We spoke to the neuro-surgeon last night. He explained that some circumstances are black and white and some are gray. The one we are in with Zayne is gray. He basically said the decision is up to us. Up to us. My husband and I both felt the weight the neuro-surgeon put in our lap. When we first went to Texas the decision was clear. He was having awful headaches, the surgeon said he could help us. We did brain surgery and I saw my boy again for the first time in years. And now that everything has grown back but not having headaches the table turns. The decision tossed. Tossed in the air for any of us to grab and make. It’s a catch 22 I feel like. How do we as his parents decide what he needs? If we wait does he go blind in one eye? If we choose to put a port in his brain to drain the cyst risks of seizures, infection swarm over our heads like a bad dream you can’t wake up from. If we choose chemo we risk infection, depleting his body, and having him feel all around horrible. I was watching him play in the corn field the other day, so sweet. Innocent. Flashes of random memories are constantly running through my head threatening to choke me with grief. I want to go back. Back to after surgery. Back to Disney after we left Texas. I haven’t seen that boy in so long. The doctors tell me the cyst doesn’t cause behavioral changes. I know better. It was the little things that made my guts roll 2 months after surgery and I knew. I knew. I knew. I didn’t want to know.

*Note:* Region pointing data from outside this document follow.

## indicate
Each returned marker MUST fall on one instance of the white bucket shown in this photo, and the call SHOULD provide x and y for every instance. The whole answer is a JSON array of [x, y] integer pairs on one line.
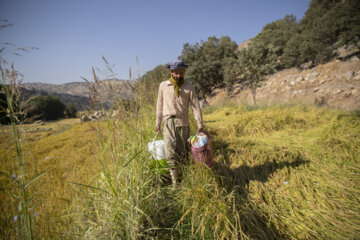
[[156, 148]]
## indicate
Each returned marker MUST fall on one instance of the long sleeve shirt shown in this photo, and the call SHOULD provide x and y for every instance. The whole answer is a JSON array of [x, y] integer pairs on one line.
[[169, 105]]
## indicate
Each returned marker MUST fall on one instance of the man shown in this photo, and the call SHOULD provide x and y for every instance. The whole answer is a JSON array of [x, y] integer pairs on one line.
[[174, 97]]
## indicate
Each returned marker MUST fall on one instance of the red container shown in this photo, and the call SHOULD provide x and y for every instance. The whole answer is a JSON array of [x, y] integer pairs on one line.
[[204, 154]]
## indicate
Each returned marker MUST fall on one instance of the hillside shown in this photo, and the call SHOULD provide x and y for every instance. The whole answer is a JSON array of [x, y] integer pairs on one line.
[[78, 92], [334, 84]]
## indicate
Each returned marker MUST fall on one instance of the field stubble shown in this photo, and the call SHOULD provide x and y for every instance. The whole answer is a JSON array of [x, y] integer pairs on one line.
[[282, 172]]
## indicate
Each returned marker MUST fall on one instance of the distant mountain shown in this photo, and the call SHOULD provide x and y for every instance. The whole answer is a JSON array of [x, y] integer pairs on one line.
[[77, 93]]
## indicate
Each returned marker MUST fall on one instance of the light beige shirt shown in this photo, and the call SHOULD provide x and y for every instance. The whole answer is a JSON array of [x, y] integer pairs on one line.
[[168, 104]]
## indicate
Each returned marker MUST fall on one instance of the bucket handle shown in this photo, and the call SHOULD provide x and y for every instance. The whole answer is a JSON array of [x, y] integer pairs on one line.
[[155, 138]]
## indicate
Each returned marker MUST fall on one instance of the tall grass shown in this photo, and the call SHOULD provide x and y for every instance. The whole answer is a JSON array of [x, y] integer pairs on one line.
[[17, 176], [280, 172]]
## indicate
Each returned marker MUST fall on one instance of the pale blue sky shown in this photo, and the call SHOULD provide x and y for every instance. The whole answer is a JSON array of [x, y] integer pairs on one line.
[[72, 35]]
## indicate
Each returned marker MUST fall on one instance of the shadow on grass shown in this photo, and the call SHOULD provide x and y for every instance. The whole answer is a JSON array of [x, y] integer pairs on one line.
[[254, 223]]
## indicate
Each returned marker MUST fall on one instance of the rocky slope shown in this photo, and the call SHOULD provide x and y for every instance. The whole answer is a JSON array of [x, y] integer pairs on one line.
[[334, 84]]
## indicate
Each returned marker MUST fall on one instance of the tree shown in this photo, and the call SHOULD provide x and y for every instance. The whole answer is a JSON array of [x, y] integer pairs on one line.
[[255, 62], [209, 63], [46, 108]]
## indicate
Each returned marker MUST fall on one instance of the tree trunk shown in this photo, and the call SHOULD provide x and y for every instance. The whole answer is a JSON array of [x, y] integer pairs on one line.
[[253, 92]]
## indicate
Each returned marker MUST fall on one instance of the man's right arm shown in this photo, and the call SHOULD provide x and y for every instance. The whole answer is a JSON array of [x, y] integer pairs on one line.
[[159, 108]]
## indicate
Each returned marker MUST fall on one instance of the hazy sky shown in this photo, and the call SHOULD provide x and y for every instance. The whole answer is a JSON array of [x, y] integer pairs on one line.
[[72, 35]]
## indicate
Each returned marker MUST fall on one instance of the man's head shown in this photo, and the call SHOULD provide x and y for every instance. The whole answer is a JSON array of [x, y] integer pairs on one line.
[[177, 70]]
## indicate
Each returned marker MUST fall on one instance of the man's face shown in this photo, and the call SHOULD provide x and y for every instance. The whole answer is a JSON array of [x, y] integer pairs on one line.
[[178, 75]]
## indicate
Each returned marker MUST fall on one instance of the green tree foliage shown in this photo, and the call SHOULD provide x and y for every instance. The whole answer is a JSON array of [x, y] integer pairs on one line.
[[46, 108], [278, 33], [255, 62], [210, 64], [71, 111], [326, 26]]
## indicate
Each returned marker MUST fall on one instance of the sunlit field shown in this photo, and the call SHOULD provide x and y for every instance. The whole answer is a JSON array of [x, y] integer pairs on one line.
[[281, 172]]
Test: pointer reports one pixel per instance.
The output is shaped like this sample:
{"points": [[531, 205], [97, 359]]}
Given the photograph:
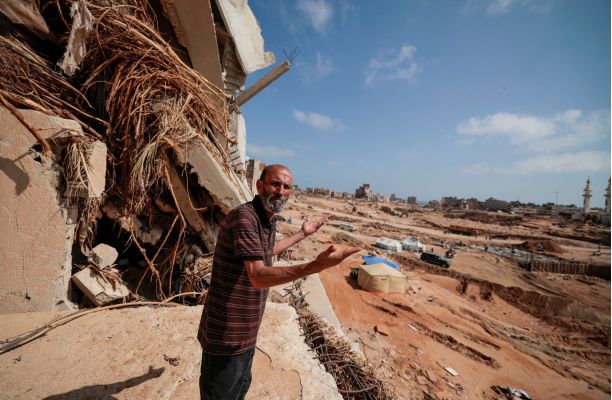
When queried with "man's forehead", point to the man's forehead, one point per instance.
{"points": [[280, 173]]}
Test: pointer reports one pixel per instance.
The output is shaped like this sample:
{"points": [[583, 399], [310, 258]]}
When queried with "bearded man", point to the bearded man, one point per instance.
{"points": [[242, 272]]}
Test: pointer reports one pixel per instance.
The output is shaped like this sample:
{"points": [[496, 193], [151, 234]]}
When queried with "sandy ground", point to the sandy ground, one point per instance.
{"points": [[485, 318], [546, 333]]}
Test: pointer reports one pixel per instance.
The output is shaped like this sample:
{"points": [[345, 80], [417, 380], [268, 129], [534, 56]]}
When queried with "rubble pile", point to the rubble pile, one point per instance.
{"points": [[148, 176]]}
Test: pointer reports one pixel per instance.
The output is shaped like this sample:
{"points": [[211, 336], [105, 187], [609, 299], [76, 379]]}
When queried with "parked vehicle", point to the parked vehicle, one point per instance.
{"points": [[436, 259]]}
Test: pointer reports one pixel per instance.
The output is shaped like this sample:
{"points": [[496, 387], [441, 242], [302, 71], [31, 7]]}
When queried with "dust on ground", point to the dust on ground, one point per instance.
{"points": [[486, 318]]}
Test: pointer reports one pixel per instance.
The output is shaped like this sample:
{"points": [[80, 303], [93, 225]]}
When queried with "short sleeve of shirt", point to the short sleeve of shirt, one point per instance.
{"points": [[246, 236]]}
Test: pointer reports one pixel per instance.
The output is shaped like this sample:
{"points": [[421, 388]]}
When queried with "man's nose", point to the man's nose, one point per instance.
{"points": [[283, 190]]}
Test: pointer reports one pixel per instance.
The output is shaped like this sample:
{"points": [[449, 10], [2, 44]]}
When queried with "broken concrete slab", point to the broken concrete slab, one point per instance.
{"points": [[206, 230], [315, 296], [98, 290], [135, 341], [38, 226], [278, 333], [224, 186], [254, 169], [237, 134], [246, 32], [104, 255], [382, 329], [194, 27]]}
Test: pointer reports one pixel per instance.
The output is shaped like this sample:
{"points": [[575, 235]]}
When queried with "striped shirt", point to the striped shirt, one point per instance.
{"points": [[234, 308]]}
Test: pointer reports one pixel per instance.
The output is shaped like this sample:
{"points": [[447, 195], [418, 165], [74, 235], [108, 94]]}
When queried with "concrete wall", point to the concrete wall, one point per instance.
{"points": [[37, 228]]}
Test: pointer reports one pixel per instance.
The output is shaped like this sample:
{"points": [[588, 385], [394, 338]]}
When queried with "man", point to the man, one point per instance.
{"points": [[241, 275]]}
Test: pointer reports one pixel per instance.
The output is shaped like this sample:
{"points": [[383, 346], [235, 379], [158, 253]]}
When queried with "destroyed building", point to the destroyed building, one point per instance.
{"points": [[121, 128], [364, 192]]}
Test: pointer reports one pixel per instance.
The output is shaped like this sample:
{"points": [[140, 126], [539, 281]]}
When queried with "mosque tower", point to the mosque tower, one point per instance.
{"points": [[587, 197], [607, 196]]}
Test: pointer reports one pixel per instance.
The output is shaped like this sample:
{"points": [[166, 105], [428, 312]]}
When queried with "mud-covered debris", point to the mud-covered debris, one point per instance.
{"points": [[99, 290]]}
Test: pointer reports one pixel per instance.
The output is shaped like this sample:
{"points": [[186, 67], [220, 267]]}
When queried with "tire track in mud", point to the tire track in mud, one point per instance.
{"points": [[442, 338]]}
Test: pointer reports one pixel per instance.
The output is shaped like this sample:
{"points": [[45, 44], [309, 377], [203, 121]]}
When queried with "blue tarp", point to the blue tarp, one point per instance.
{"points": [[375, 260]]}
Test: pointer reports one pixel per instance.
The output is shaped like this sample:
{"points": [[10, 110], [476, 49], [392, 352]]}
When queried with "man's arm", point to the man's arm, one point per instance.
{"points": [[264, 277], [308, 228]]}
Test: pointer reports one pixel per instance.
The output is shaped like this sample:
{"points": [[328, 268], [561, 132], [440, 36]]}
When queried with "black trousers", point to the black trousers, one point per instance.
{"points": [[225, 377]]}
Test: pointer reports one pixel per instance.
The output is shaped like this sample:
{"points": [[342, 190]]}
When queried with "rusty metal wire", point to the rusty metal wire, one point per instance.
{"points": [[355, 379]]}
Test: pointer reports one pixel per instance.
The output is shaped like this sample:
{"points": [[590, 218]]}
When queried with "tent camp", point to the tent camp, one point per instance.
{"points": [[380, 278], [389, 244], [412, 244], [376, 260]]}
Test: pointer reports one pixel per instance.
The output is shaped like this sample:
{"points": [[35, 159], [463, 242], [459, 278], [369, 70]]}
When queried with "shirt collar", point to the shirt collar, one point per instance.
{"points": [[261, 211]]}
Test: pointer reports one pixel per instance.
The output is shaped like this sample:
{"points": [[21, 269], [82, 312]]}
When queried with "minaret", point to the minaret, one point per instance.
{"points": [[587, 197], [607, 196]]}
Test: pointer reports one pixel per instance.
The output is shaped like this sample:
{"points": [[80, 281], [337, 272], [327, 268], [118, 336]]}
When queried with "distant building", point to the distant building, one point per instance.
{"points": [[323, 192], [472, 204], [607, 198], [451, 202], [364, 192], [586, 207]]}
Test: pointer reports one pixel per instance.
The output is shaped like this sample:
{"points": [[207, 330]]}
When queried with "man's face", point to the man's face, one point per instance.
{"points": [[275, 189]]}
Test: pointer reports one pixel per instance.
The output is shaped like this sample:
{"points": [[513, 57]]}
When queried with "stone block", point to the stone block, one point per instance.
{"points": [[99, 291], [104, 255], [37, 229]]}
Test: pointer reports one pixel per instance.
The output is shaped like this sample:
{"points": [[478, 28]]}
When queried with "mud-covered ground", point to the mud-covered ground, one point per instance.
{"points": [[487, 319]]}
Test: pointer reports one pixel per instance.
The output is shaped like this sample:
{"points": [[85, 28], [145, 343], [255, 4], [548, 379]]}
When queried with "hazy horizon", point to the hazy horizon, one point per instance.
{"points": [[477, 98]]}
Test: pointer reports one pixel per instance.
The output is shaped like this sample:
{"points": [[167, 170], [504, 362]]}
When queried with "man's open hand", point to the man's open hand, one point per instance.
{"points": [[310, 227], [334, 255]]}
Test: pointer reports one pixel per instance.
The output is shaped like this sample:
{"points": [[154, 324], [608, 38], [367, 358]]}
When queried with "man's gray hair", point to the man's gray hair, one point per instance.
{"points": [[267, 168]]}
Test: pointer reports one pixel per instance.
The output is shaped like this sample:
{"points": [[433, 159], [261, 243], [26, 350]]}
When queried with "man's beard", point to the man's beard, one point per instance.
{"points": [[271, 204]]}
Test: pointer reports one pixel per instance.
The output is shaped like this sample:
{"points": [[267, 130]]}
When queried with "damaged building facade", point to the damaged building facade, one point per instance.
{"points": [[123, 139]]}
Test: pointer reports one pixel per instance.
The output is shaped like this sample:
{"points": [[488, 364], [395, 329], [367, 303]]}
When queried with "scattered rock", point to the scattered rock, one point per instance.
{"points": [[382, 329], [98, 290], [104, 255]]}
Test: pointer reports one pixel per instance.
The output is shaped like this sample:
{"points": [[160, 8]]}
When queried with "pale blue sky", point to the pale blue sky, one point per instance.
{"points": [[482, 98]]}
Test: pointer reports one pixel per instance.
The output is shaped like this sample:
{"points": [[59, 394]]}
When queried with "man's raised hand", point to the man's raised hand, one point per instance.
{"points": [[334, 255], [310, 227]]}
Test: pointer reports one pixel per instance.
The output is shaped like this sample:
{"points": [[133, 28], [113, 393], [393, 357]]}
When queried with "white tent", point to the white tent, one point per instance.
{"points": [[389, 244], [412, 244], [381, 278]]}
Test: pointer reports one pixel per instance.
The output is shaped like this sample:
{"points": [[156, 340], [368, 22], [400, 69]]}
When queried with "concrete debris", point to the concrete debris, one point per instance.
{"points": [[36, 220], [97, 289], [451, 371], [82, 26], [382, 329], [104, 255], [511, 393], [342, 225], [389, 244]]}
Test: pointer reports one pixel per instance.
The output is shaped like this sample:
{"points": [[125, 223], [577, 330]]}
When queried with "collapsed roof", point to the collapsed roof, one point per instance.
{"points": [[152, 86]]}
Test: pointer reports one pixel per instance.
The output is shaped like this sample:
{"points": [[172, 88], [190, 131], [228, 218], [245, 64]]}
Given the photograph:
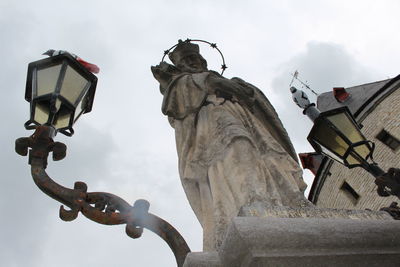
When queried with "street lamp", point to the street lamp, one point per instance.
{"points": [[60, 89], [336, 134]]}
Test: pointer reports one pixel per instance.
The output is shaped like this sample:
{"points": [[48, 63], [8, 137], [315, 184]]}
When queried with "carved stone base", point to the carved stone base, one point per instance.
{"points": [[269, 241]]}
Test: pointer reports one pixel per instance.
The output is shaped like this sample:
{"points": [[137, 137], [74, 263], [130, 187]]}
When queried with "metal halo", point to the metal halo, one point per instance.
{"points": [[213, 45]]}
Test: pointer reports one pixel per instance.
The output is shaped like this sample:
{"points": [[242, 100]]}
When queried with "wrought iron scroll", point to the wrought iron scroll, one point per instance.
{"points": [[104, 208]]}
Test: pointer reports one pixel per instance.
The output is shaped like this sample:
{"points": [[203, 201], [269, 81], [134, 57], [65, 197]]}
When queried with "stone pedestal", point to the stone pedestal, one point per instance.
{"points": [[373, 239]]}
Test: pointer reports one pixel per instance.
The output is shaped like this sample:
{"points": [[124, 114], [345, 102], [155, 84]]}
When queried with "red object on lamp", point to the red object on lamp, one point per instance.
{"points": [[340, 94]]}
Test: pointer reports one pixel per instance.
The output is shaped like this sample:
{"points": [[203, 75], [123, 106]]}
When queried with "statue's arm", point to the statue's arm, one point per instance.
{"points": [[164, 73], [230, 89]]}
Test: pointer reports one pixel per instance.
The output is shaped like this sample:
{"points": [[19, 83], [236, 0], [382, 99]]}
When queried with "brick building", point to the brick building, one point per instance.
{"points": [[376, 106]]}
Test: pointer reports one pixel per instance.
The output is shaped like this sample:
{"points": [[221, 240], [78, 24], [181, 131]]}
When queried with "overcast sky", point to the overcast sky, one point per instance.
{"points": [[125, 146]]}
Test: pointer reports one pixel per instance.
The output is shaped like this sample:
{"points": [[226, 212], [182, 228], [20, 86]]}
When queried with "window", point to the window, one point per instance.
{"points": [[388, 139], [350, 192]]}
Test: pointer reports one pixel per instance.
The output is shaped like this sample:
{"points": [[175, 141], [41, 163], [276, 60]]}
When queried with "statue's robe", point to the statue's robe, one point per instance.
{"points": [[231, 154]]}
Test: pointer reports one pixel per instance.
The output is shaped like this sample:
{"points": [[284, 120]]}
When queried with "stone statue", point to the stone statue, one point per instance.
{"points": [[233, 150]]}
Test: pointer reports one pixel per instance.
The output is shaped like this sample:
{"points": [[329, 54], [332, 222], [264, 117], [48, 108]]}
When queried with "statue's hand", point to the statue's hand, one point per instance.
{"points": [[230, 87]]}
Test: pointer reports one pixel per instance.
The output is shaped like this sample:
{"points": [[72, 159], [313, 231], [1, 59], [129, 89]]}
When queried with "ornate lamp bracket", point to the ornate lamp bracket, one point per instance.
{"points": [[101, 207]]}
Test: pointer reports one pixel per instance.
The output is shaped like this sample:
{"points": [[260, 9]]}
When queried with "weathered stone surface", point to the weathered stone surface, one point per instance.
{"points": [[202, 259], [265, 211], [253, 241]]}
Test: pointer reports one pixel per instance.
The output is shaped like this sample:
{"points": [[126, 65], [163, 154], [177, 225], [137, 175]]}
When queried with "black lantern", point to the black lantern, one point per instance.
{"points": [[59, 90], [336, 134]]}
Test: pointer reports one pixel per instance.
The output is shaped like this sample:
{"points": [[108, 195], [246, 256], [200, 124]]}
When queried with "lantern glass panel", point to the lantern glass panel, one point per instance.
{"points": [[73, 85], [47, 79], [346, 125], [80, 108], [62, 121], [329, 139]]}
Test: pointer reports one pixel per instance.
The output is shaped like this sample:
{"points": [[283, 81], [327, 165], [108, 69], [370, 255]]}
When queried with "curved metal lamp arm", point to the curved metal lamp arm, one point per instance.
{"points": [[104, 208]]}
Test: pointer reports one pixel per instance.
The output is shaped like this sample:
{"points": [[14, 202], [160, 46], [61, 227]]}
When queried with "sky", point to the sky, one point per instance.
{"points": [[125, 146]]}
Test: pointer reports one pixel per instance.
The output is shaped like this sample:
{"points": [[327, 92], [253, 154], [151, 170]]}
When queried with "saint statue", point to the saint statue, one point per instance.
{"points": [[233, 150]]}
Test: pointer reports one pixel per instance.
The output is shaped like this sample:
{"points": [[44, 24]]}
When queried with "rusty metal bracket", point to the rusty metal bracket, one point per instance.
{"points": [[393, 210], [101, 207]]}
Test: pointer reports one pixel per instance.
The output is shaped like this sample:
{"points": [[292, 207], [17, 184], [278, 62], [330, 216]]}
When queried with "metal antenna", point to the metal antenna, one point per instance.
{"points": [[295, 76]]}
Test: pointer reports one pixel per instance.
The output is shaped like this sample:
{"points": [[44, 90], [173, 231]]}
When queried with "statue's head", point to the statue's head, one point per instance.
{"points": [[186, 57]]}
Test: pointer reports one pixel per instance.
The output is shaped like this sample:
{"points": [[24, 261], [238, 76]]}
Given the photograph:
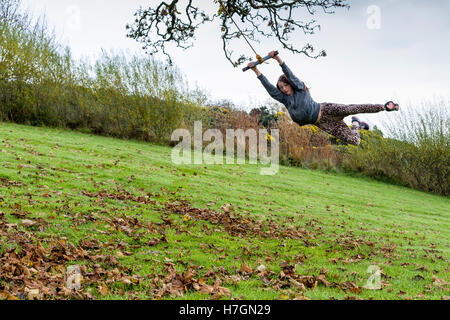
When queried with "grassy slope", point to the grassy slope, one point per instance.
{"points": [[409, 230]]}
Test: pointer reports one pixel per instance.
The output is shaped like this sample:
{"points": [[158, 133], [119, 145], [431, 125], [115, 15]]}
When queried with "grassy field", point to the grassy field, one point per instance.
{"points": [[139, 227]]}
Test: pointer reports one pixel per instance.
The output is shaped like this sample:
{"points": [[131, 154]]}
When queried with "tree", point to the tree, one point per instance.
{"points": [[176, 21]]}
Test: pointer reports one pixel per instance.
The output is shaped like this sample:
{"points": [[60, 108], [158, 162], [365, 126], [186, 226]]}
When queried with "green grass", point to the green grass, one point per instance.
{"points": [[55, 175]]}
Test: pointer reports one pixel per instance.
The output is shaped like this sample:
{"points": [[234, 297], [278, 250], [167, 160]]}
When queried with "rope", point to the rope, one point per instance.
{"points": [[258, 57]]}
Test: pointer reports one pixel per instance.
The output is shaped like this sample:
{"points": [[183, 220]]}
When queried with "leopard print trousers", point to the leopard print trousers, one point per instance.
{"points": [[332, 119]]}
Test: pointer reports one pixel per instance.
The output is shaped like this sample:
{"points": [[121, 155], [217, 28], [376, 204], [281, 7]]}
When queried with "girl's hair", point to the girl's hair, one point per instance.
{"points": [[284, 79]]}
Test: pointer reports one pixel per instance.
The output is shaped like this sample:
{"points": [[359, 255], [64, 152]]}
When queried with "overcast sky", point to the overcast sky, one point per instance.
{"points": [[405, 59]]}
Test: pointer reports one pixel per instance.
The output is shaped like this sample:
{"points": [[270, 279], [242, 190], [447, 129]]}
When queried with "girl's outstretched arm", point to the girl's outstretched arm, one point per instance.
{"points": [[296, 82], [270, 88]]}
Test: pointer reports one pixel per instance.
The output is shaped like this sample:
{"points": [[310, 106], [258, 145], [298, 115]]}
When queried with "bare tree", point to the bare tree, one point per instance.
{"points": [[176, 21]]}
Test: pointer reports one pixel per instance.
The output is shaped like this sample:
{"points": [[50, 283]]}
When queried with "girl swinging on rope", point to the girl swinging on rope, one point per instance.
{"points": [[303, 110]]}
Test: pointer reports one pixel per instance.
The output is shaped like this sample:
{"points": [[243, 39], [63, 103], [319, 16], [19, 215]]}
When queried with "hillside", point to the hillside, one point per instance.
{"points": [[138, 226]]}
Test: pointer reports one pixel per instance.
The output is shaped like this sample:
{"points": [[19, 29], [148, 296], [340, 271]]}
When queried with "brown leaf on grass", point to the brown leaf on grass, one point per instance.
{"points": [[245, 269], [103, 289], [350, 286], [440, 283], [321, 278]]}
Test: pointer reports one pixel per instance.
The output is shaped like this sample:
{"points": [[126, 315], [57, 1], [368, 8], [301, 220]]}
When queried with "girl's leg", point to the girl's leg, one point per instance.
{"points": [[337, 127], [343, 110]]}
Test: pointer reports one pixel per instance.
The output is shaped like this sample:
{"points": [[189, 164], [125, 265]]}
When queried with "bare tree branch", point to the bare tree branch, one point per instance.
{"points": [[164, 23]]}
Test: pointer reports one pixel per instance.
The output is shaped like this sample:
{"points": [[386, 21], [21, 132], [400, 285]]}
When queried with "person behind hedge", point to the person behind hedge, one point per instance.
{"points": [[329, 117]]}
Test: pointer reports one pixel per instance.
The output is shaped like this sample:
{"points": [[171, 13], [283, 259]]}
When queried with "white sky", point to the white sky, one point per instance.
{"points": [[405, 60]]}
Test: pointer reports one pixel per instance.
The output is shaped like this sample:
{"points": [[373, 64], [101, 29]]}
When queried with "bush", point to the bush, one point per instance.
{"points": [[416, 155]]}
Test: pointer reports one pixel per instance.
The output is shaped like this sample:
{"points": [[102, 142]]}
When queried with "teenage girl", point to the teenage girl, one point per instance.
{"points": [[303, 110]]}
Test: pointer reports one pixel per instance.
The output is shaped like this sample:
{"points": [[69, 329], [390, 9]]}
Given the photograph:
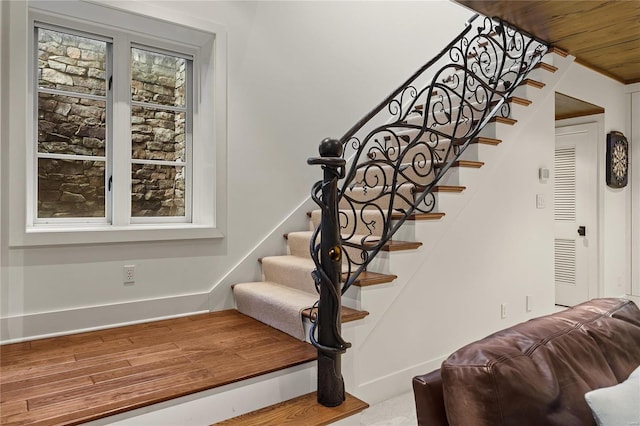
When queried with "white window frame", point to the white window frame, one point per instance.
{"points": [[208, 41]]}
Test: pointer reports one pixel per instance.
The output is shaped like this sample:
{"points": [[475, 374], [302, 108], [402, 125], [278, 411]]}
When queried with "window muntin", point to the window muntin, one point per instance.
{"points": [[72, 117], [161, 123]]}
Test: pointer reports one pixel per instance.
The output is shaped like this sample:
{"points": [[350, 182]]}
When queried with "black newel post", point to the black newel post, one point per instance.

He wasn’t having headaches, his vision was normal. It was simply his demeanor. I can’t even explain it with all the words in the dictionary. NO word explains what I know from simply being his mother and having my kids be the very air I breathe.
People are always asking me what I think. What direction we will go. And honestly I feel betrayed. I wasn’t prepared. I thought I would be thankful when the boys went back to school. It would give me an opportunity to cry. Just cry and not worry about alarming them. But I fear all the free time has allowed my mind to dwell. Thoughts I would never allow into my precious barricaded heart have morphed into smoke and found cracks and crevices. The thought of being forsaken has become strong. I play my worship music and try to believe the words…make myself fight for what I know to be true. But it’s tug of war. I go from cursing God and screaming at Him asking why He would give us that gift of normalcy for 2 months after surgery only to take me deeper to rock bottom than I imagined. How could He do this? Why? It’s down right mean. Then leaving the hospital a week ago I see children with far greater need than my own. And I am thankful. I’m thankful my son runs and plays. I’m thankful he’s not in a great amount of pain. I’m thankful for his beautiful smile he’s able to give me. I’m thankful to hear his little voice sing the songs he’s heard his mama sing. I find myself teetering on CHOOSING to believe what I know in my heart to be true or believe God has left me and let it change me forever. I’m so tired. I find my fighting spirit struggling. I’ve always been a fighter. And I find myself asking what to fight for. This battle with my son is beyond my reach. I can’t make the cyst deflate. I can’t make the tumor disappear. I can’t kiss away the blindness in his eye. I can’t erase all the pokes, the sickness and headaches. I find myself researching his tumor, the chemo, the cyst. All to no avail. Any information I gather does not change what I know in my guts. That is, that this plan is not mine. No one would choose this for their child.
So I come to the defeating and surrendering conclusion that I have to believe God has a plan. Because Faith…Faith is unseen hope. If I were to turn from my faith…all hope would be lost.